What woman inspires you, and how do they influence your leadership style?

This could be a very long list, but I will keep it reasonable. I’ve always admired women who ignored the rules and accomplished what they wanted to do using kindness, resilience, brains, and durability. From the technical world, of course, my friend Carrie Roberts who is just brilliant and smart. Also, Tarah Wheeler, Helen Balinsky, and Julia Evans inspire me endlessly. To round out the list, people like Lucille Ball, Hedy Lamarr, The Night Witches also galvanize and finally my Mother.

To diverge from the list (I tried to keep it short!), the most important business lesson I learned was from my best friend, Erin King. Many years ago, Erin and I had pulled into a barrel race late, and there was no place to park. We pulled in close to another horse trailer, and the girls in that trailer came marching back to tell us to move. I was ready to puff my chest out, stand up to my full 5′ 9′ ½” and fight back. Erin jumped out of the truck first. She gave them the biggest smile and said, “We completely understand how important it is to you your horses have plenty of room, there isn’t any other parking, but you tell us how to park, so you feel your horses are safe.” They immediately stopped being on the fight and pointed to an area about 6 inches further from where we had originally tried to park. They then gave us both big smiles and told us, “good luck” and “make a run!” I can’t explain how awestruck I was at how she had completely won over these girls who were ready for a big scuffle.
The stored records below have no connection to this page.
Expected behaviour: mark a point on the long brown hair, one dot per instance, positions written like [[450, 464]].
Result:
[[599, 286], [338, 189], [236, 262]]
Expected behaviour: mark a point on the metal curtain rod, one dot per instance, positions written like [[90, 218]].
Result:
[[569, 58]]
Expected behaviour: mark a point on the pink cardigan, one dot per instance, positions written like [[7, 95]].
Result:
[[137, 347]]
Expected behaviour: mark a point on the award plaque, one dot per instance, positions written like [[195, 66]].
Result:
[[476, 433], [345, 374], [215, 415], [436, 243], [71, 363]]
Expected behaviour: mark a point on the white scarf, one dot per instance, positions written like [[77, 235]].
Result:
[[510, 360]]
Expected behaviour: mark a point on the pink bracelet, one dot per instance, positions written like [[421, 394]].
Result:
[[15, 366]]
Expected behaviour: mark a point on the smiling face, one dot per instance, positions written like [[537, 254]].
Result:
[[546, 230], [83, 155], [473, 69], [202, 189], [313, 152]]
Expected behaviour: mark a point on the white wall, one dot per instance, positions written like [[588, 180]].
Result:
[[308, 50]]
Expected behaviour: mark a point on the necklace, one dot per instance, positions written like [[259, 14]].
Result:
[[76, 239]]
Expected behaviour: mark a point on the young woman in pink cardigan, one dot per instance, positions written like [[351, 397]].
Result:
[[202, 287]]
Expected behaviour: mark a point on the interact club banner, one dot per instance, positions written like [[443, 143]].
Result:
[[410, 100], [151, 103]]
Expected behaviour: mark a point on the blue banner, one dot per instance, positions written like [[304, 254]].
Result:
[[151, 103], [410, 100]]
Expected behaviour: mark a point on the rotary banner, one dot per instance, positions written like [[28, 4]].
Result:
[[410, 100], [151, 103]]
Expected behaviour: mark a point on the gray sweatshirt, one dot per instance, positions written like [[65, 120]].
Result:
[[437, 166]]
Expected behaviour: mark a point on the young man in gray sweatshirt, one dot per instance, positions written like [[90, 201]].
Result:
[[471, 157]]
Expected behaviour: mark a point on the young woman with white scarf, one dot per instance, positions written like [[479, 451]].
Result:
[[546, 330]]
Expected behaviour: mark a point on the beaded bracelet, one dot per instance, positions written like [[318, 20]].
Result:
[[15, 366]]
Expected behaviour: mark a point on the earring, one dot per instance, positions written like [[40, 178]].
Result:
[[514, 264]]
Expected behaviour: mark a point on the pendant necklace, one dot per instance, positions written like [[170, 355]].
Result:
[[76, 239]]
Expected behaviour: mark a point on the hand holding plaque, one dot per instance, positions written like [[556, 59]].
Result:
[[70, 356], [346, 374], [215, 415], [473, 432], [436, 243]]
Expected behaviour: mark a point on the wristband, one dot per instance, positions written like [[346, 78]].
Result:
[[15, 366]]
This event completely changed how I approached every business disagreement and discussion. After the “Erin lesson,” I made it a point to stop, think about the situation from the other people or teams perspective, lead with a smile, and put every possible effort into understanding where the other side was coming from. Then I make sure their concerns are addressed and give them ownership in the solution. This change has had a bigger impact on my career, then everything else I’ve done combined. 

How do you keep yourself grounded in times of great stress or change?

I’ve learned that I have to keep doing a little something technical. I look for ways to challenge myself, stretch my brain, and learn something new to make sure I keep my attitude positive and looking forward to each workday. It keeps me close to why I pursued a career in cybersecurity and reminded me of what I love about my job. Also, I believe life would be pretty boring if we didn’t have a few challenges. I’ve led this crazy fun life, and it’s included the following:  trying to figure out how to make two dollars last a few meals (a dozen eggs, the generic bread, and cheap butter); had my card fail at Christmas when the cart was full (a kind stranger paid for the cart and I’ve paid it forward several times since then); lived out of a truck when I was kicked out of a rental house because of a dog (it was a really good dog). I’ve been through really downtimes, and I’ve always somehow figured out how to dig myself out. I think everyone goes through times when they are overwhelmed and stressed. Still, I remind myself I love solving interesting problems, and as long as my family is happy and healthy, whatever happens, is part of the adventure.